Dietary supplements are not hard to find; walk into any supermarket or health store and you will find endless options at your fingertips. But do you really need them?
When it comes to taking supplements, there are definitely some things you should know. The most important? "Remember that supplements are never a 'cure all,'" stresses Lauren Ott, RD and the CU Anschutz Health and Wellness Center, based in Denver, Colorado. "It is always best to get the nutrients you need through food versus supplements."
While taking supplements should not be an excuse to skimp on your daily fruit or vegetable intake, what if you aren't getting enough of that good stuff and need something to help? Ott shares four things about supplements you need to know.
If you think you may need to take supplements, what are the first steps to take?
OTT: I tend to be pretty conservative with supplements. If you don't have any nutrient deficiencies and are able to consume what you need through food (versus supplements), then I'm probably not going to recommend any supplements. The first thing I would do to assess your need for supplements is to have your blood work done to make sure that you don't have any deficiencies that require supplementation. I would then have your diet analyzed by a registered dietitian so that they can assess if you're falling short on any nutrients that may need supplementing. For example, if I have a vegan come see me, right off the bat I'm going to recommend a B12, iron, calcium, and Omega-3 supplement. If I have someone with a dairy allergy, I may recommend a calcium and D3 supplement. For someone with low protein intake, I may recommend a whey protein.
Should you buy your supplements yourself, or go through a dietician?

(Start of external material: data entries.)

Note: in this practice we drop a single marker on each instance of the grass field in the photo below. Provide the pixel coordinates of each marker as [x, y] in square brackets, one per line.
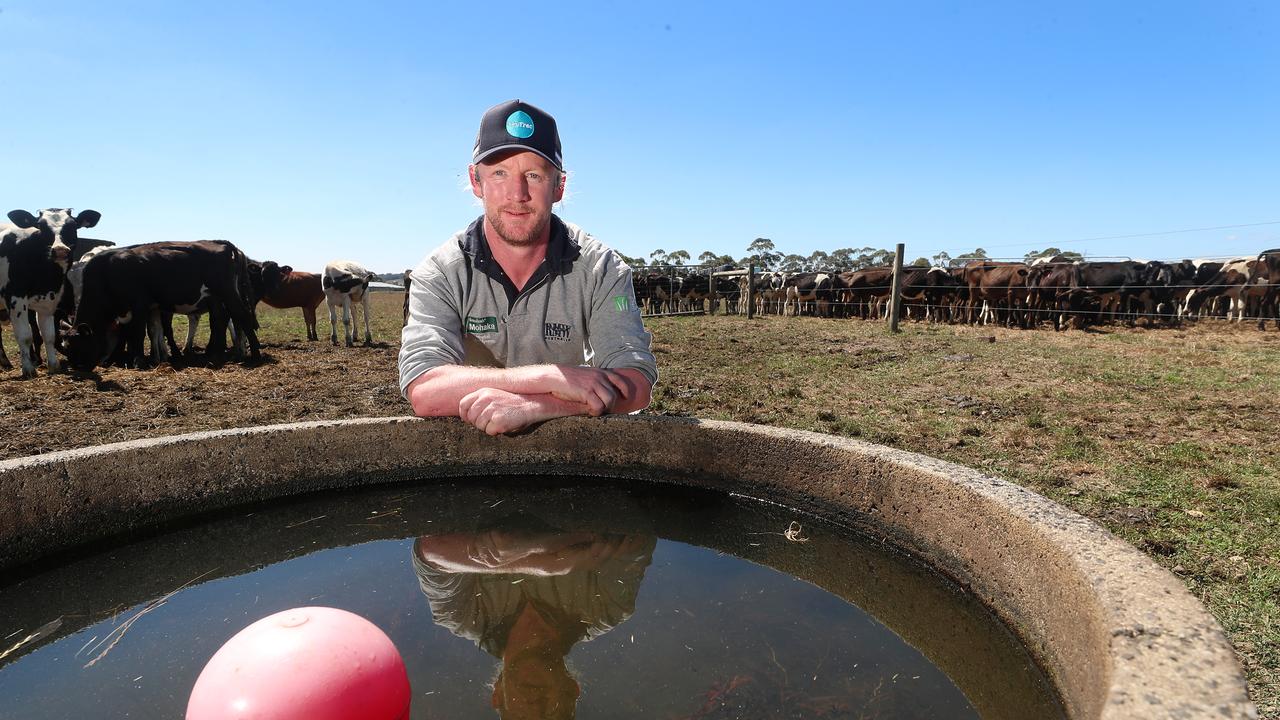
[1166, 437]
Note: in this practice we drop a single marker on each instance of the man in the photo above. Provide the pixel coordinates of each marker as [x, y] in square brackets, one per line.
[547, 308]
[528, 596]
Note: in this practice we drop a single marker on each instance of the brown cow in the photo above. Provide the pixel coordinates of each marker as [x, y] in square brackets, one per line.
[997, 285]
[298, 290]
[408, 281]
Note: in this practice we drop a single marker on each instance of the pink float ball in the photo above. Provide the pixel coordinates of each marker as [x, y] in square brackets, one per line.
[307, 662]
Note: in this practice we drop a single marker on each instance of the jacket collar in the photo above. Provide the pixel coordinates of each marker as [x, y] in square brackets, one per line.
[561, 249]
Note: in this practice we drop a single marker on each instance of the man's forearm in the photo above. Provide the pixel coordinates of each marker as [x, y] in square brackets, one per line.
[437, 392]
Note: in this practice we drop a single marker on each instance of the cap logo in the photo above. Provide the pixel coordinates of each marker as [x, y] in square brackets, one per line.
[520, 124]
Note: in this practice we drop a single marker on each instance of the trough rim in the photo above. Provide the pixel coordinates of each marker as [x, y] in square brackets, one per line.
[1133, 642]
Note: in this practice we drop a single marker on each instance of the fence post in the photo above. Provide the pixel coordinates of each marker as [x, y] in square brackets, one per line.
[895, 305]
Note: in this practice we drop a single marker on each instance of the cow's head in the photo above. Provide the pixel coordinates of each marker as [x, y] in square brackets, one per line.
[58, 228]
[86, 349]
[1159, 273]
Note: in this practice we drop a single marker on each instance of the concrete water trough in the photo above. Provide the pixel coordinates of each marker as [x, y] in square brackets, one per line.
[1116, 634]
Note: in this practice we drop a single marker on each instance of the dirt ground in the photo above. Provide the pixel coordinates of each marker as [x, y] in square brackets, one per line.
[1164, 436]
[296, 381]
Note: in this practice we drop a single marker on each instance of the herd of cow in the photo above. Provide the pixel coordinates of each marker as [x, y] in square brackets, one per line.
[95, 304]
[983, 291]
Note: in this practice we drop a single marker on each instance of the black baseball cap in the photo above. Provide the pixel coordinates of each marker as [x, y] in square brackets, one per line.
[517, 126]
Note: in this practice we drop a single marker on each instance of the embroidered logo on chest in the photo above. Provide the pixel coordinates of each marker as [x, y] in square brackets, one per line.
[561, 332]
[478, 326]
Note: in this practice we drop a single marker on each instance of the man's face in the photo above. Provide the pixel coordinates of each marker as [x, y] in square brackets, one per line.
[535, 686]
[517, 191]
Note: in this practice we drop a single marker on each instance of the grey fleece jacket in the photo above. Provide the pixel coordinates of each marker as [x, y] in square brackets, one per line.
[577, 309]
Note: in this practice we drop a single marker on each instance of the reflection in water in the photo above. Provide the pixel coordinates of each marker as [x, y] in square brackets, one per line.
[526, 596]
[736, 621]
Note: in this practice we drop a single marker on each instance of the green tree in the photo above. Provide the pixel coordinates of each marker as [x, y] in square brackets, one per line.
[632, 261]
[791, 264]
[762, 253]
[1052, 253]
[960, 260]
[818, 260]
[841, 259]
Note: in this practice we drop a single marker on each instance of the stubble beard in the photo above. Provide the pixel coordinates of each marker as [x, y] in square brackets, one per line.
[517, 237]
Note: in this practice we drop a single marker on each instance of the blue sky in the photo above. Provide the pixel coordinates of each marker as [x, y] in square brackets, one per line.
[315, 131]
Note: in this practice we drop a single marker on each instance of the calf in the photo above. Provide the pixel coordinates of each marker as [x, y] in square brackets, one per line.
[124, 286]
[1269, 274]
[298, 290]
[346, 283]
[1116, 285]
[35, 255]
[808, 290]
[408, 281]
[263, 278]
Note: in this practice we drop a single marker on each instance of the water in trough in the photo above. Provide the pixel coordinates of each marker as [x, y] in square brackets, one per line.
[663, 602]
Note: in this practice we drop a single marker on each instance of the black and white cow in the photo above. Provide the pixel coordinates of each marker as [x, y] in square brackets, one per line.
[35, 255]
[124, 287]
[346, 283]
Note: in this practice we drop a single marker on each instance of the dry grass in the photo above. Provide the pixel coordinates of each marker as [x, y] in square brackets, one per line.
[1166, 436]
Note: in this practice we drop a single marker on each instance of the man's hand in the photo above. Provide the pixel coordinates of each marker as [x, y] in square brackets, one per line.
[504, 400]
[597, 388]
[498, 411]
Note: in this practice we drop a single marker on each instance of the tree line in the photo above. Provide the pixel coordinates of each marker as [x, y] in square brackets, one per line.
[763, 254]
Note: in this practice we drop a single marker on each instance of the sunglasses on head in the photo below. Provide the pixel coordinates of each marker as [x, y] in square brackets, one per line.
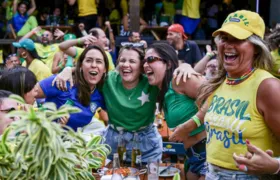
[151, 59]
[135, 45]
[11, 55]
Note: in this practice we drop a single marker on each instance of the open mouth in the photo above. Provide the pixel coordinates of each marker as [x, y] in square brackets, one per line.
[93, 73]
[230, 56]
[149, 72]
[126, 72]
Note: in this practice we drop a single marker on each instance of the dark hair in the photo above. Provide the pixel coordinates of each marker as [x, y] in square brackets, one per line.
[82, 86]
[273, 39]
[140, 52]
[18, 80]
[34, 54]
[25, 3]
[169, 55]
[4, 94]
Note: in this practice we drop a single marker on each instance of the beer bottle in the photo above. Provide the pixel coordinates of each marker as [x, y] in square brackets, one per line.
[116, 166]
[121, 148]
[158, 118]
[136, 158]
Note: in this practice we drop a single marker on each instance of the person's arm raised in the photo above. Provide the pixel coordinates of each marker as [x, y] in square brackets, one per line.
[32, 9]
[184, 70]
[67, 46]
[268, 100]
[34, 31]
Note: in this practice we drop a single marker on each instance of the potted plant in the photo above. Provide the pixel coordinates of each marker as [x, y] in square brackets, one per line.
[36, 147]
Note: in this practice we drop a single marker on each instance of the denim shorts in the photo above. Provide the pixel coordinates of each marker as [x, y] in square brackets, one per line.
[150, 142]
[218, 173]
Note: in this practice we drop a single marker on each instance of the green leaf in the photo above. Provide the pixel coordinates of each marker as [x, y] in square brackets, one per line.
[95, 140]
[50, 106]
[17, 98]
[177, 177]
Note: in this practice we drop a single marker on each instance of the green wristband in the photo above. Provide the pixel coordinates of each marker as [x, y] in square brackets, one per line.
[196, 120]
[210, 55]
[79, 41]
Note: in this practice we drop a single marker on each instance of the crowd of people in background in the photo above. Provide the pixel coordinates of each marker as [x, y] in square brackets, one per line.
[222, 103]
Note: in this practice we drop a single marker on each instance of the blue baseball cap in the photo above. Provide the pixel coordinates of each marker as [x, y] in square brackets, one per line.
[27, 44]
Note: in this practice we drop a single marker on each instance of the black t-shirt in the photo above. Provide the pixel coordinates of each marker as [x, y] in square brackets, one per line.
[190, 53]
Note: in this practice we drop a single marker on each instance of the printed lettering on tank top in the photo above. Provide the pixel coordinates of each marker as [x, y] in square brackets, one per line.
[220, 115]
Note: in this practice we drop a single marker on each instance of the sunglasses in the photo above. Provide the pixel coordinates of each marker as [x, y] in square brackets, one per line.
[135, 45]
[152, 59]
[212, 66]
[8, 110]
[45, 35]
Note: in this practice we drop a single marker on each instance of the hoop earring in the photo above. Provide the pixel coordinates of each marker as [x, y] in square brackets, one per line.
[24, 55]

OTT: Buying supplements is tough because they are not regulated by the FDA, so some supplements are definitely better than others. I would look for supplements that are USP and/or NSF certified as a start. Your pharmacist or dietitian can give you recommendations for brands that they trust. Keep in mind that there is a huge difference between a dietitian and a "nutritionist," so make sure that you get all recommendations, especially when it applies to supplements, from a registered dietitian (RD).
What are the most common vitamins men and women don't get enough of that they should be checked for?
OTT: I definitely recommend that all of my clients, especially my athletes, get checked for iron deficiency anemia and Vitamin D deficiency. Dependent on age, family history and weight, I also recommend that my active clients receive bone density testing to assess needs for calcium supplementation. For vegan and vegetarian clients, testing vitamin B12 can be important. Most of my clients are not consuming enough fiber and antioxidants, but I recommend getting this from food and not supplements.
Can supplements affect athletic performance?
OTT: Both over and under supplementation can affect athletic performance. For example, someone with iron deficiency anemia will likely have low energy levels, which can affect endurance. Many supplements have very negative side effects if taken in excess, so I never recommend that clients consume over 100% of their RDI (Recommended Daily Intake) for any particular vitamin unless their physician has prescribed them to do so.